L’une des conséquences de l’observation des exigences de la conformité à la protection des données est l’évitement, l’amoindrissement et la résolution facile des différends. Au surplus, les conflits et litiges sont évités et amoindris parce que les mesures de sécurité techniques, les mesures juridiques et les mesures organisationnelles sont assez fortes pour lutter contre les compromissions de données à caractère personnel. Il s’agit des mesures juridiques, organisationnelles et sécuritaires, d’une part, et des cadres et activités de coopération des autorités nationales de contrôle dédiées, d’autre part.

A côté des impacts non-économiques, il y a aussi des impacts économiques de la mise en conformité à la protection des données personnelles.
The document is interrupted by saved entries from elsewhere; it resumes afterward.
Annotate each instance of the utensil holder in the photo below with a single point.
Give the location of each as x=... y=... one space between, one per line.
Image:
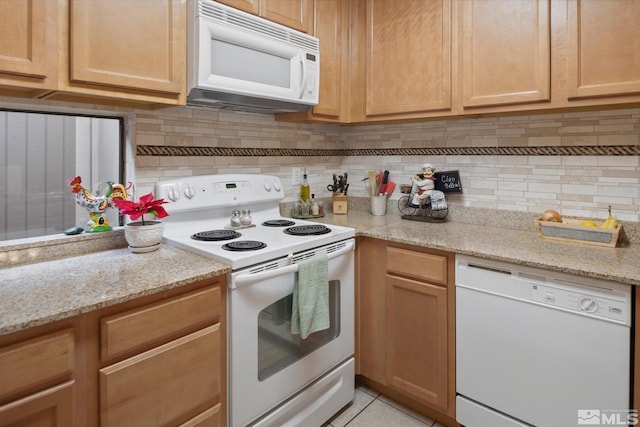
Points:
x=379 y=205
x=339 y=204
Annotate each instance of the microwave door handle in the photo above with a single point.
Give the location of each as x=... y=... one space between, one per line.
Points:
x=248 y=279
x=303 y=80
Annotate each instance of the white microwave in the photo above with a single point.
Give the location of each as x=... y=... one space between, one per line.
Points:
x=239 y=61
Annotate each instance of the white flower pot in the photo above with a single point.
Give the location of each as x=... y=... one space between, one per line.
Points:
x=144 y=238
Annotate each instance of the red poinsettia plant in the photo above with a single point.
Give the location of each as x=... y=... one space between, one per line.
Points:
x=145 y=205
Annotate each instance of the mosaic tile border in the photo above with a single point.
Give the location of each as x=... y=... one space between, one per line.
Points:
x=581 y=150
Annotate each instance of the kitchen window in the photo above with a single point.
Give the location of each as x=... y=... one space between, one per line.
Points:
x=40 y=153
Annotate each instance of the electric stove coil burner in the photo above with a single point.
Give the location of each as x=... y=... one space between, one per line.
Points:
x=308 y=230
x=278 y=223
x=244 y=245
x=215 y=235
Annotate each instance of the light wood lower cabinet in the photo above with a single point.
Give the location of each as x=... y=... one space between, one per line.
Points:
x=109 y=51
x=405 y=330
x=160 y=386
x=52 y=407
x=155 y=361
x=417 y=339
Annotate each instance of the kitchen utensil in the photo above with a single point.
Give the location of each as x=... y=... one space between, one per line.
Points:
x=391 y=186
x=383 y=184
x=373 y=186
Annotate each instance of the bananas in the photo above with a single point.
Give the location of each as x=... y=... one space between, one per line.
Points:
x=610 y=222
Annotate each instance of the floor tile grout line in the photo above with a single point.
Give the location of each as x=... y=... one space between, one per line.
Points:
x=363 y=409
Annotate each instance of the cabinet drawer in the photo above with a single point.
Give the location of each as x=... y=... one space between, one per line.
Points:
x=212 y=417
x=37 y=361
x=50 y=407
x=164 y=384
x=142 y=327
x=420 y=265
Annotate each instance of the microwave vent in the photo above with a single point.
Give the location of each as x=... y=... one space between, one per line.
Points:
x=238 y=19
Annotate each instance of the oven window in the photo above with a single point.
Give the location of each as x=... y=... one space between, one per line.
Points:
x=278 y=348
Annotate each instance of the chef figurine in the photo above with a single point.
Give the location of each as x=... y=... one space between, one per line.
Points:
x=426 y=184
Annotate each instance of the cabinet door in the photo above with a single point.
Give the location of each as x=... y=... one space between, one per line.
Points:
x=506 y=52
x=417 y=339
x=371 y=307
x=603 y=50
x=296 y=14
x=52 y=407
x=28 y=52
x=171 y=382
x=408 y=56
x=111 y=44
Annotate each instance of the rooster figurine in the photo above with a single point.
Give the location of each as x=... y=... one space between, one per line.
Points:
x=97 y=205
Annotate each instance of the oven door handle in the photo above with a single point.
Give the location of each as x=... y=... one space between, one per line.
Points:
x=248 y=279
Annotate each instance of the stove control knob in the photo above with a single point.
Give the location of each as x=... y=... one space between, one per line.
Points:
x=190 y=192
x=173 y=194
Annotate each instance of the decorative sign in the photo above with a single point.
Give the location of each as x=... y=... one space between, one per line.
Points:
x=448 y=181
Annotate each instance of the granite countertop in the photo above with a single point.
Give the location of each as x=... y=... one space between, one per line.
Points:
x=514 y=240
x=38 y=293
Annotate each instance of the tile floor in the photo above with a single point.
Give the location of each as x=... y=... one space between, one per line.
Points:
x=371 y=409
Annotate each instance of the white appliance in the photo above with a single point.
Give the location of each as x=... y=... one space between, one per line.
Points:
x=239 y=61
x=539 y=348
x=275 y=377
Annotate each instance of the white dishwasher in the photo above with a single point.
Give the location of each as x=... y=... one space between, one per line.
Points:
x=539 y=348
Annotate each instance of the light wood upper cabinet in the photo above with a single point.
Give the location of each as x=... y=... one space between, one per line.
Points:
x=296 y=14
x=603 y=52
x=506 y=52
x=104 y=50
x=37 y=387
x=406 y=57
x=28 y=52
x=249 y=6
x=331 y=28
x=137 y=45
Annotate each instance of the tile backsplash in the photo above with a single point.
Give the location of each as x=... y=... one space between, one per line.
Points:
x=495 y=168
x=575 y=162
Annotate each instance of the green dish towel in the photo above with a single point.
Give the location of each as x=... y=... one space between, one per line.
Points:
x=310 y=308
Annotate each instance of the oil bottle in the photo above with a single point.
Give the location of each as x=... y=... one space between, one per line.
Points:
x=305 y=190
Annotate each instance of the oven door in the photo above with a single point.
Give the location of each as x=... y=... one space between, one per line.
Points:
x=269 y=364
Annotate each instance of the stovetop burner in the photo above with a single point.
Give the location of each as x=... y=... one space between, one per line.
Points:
x=308 y=230
x=215 y=235
x=278 y=223
x=244 y=245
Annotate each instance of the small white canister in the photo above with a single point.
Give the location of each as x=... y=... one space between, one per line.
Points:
x=379 y=205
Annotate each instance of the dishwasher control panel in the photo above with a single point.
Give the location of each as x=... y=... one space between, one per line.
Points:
x=574 y=300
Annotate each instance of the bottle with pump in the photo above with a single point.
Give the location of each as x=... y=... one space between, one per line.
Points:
x=305 y=190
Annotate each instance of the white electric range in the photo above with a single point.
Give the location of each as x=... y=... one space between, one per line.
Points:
x=275 y=376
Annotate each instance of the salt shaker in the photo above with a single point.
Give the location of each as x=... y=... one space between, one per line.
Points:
x=236 y=219
x=245 y=219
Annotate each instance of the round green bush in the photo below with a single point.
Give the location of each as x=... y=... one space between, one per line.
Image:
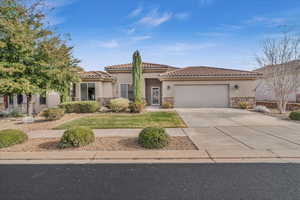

b.      Les impacts économiques de la conformité à la protection des données    

 

–          L’accès, l’élargissement et la facilitation d’un marché commun et du commerce international 

 

La mise en œuvre des législations dédiées à la protection des données vise la fusion des marchés de consommateurs étrangers, au moyen d’outils de transferts internationaux de données. Par exemple, les décisions d’adéquation adoptées par la Commission européenne, en faveur de quinze Etats tiers à travers le monde entier, ont abouti à la construction d’un marché de 1, 2 milliards de personnes physiques, facilitant l’accès préférentiel aux marchés[6].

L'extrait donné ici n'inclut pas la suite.